Small town reels as drought devastates wheat

? The custom cutters have almost all moved on now. Only a few grain trucks still rattle down Main Street on the way to the elevators. The mood is as somber as the oppressive heat as harvest wraps up in this first Kansas town to cut the drought-plagued 2006 winter wheat crop.

At the OK Co-op Grain Co. grain elevator, general manager Alan Meyers talked about the impact the loss of half of the wheat crop will have on this farming community that has little else to sustain its local economy.

“Something like this hits the town really hard,” Meyers said.
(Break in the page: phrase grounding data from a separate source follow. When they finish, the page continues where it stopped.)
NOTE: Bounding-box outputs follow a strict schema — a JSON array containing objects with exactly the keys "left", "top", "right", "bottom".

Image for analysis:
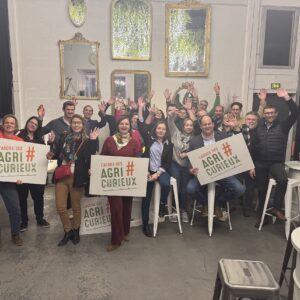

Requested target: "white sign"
[
  {"left": 89, "top": 155, "right": 149, "bottom": 197},
  {"left": 80, "top": 196, "right": 144, "bottom": 235},
  {"left": 80, "top": 196, "right": 111, "bottom": 235},
  {"left": 0, "top": 139, "right": 50, "bottom": 184},
  {"left": 188, "top": 134, "right": 254, "bottom": 185}
]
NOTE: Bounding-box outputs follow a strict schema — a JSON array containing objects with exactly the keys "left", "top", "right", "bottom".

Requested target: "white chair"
[
  {"left": 259, "top": 178, "right": 300, "bottom": 239},
  {"left": 190, "top": 182, "right": 232, "bottom": 233},
  {"left": 152, "top": 177, "right": 183, "bottom": 237}
]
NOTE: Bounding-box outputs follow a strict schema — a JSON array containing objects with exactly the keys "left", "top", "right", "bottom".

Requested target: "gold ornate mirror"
[
  {"left": 68, "top": 0, "right": 87, "bottom": 27},
  {"left": 111, "top": 70, "right": 151, "bottom": 102},
  {"left": 59, "top": 33, "right": 100, "bottom": 100}
]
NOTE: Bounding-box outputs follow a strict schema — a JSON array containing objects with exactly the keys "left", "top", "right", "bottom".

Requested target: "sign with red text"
[
  {"left": 89, "top": 155, "right": 149, "bottom": 197},
  {"left": 0, "top": 139, "right": 50, "bottom": 184},
  {"left": 188, "top": 134, "right": 254, "bottom": 185}
]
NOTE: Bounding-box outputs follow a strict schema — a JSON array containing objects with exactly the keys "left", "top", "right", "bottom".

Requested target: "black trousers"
[
  {"left": 17, "top": 183, "right": 45, "bottom": 224},
  {"left": 255, "top": 160, "right": 287, "bottom": 213},
  {"left": 243, "top": 171, "right": 257, "bottom": 210}
]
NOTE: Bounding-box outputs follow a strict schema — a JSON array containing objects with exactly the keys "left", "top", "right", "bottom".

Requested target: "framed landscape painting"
[
  {"left": 165, "top": 0, "right": 211, "bottom": 77},
  {"left": 111, "top": 0, "right": 152, "bottom": 60}
]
The winter wheat crop is worth between $16 million and $18 million to the Kiowa area.

“If you have half a crop, you take $8 million out of the community,” he said, adding that the amount may not sound like a lot of money in a city like Wichita, but it really hurts a small town like Kiowa.
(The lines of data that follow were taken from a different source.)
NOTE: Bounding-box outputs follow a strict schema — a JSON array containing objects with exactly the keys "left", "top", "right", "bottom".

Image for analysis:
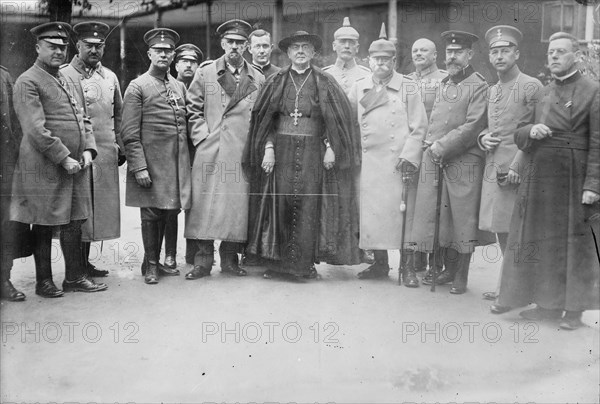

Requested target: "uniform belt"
[
  {"left": 275, "top": 116, "right": 322, "bottom": 136},
  {"left": 538, "top": 131, "right": 589, "bottom": 150}
]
Meyers anticipated the local harvest will wind up with 1.5 million or 1.6 million bushels – far short of the 3.5 million bushels his seven elevators in the area normally take in.

Folks here already knew it would be bad. This area straddling the Oklahoma-Kansas border has only gotten 1.6 inches of rain, and virtually no snow, since October. If anything the crop – almost all top quality No. 1 wheat – did better than many expected. Some folks had even feared the area would harvest just a third of a normal crop this season and are grateful for even half a crop given the lack of rainfall.
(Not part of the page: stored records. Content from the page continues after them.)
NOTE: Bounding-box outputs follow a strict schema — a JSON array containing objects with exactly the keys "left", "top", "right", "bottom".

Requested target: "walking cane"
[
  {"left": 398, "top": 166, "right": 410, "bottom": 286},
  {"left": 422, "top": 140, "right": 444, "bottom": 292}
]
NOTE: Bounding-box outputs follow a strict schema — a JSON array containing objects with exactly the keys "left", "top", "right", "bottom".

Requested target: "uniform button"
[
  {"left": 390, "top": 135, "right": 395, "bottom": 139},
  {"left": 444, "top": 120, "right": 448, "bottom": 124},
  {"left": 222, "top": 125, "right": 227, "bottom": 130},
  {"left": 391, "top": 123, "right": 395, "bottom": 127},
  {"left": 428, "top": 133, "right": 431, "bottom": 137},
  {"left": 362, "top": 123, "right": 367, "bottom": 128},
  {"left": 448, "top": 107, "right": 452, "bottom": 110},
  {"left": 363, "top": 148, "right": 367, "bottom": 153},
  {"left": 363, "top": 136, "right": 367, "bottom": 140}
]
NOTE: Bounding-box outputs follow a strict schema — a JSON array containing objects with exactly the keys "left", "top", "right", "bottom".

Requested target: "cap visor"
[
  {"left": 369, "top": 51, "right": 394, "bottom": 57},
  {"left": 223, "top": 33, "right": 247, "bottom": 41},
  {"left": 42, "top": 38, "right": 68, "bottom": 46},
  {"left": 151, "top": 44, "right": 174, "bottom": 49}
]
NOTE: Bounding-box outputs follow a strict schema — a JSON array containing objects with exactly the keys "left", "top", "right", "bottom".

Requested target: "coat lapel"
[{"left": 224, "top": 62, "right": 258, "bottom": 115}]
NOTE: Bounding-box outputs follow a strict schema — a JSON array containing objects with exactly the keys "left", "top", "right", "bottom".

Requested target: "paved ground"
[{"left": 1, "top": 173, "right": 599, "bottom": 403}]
OK Co-op usually hires about 50 temporary employees – mostly high school and college students – to help out during the five or six weeks of harvest. This season Meyers hired just 30 of them.

After unloading a grain truck, Charley Brattin sweeps spilled wheat this week at the OK Co-op Grain Co. elevator in Kiowa. The drought-plagued wheat crop is yielding half as much as normal as harvest wraps up in the Kiowa area.

The elevator was already one permanent staffer short, and now Meyers is considering laying off another one or two more workers.

“It is hard to let longtime, permanent employees go,” he said.

At another OK Co-op elevator in town, Charley Brattin, 19, was happy to have a job to come home to during summer break at Washburn University.

“It is pretty important,” he said as he waited for the next grain truck to arrive. “It helps me with paying for college, paying for rent.”

During harvest Brattin worked between 14 and 16 hours at the elevator, sweeping spilled grain into the bins and running some of the equipment. Usually it is a lot busier, but because of the short crop the elevator has been closing at 11 p.m. rather than the usual 1 a.m.

Kiowa farmer Bob Schrock said most of his wheat fields yielded only 20 or so bushels per acre, about half of normal yields. The higher wheat prices and crop insurance will help offset some, but not all, of his losses. He will borrow from his equity to keep farming.

“With crop insurance, it will be a bill-paying year – no profit,” Schrock said.

He’s already planning to take fewer unnecessary trips into Wichita this coming year, and his family will probably not take a vacation this year either.

“We are more mindful we don’t have money to splurge,” he said.

Down at the Chevrolet dealership on the other end of town, manager Jim Davison said if harvest is very bad or below normal it will definitely cut into his business.

“It is going to be tough for a lot of farmers and it is going to affect whether they buy new cars,” Davison said.

Fewer farmers have traded in their used vehicles, and he anticipates they will buy used vehicles if they must replace one this year.

“We depend on these people,” Davison said. “We are all being affected in some way.”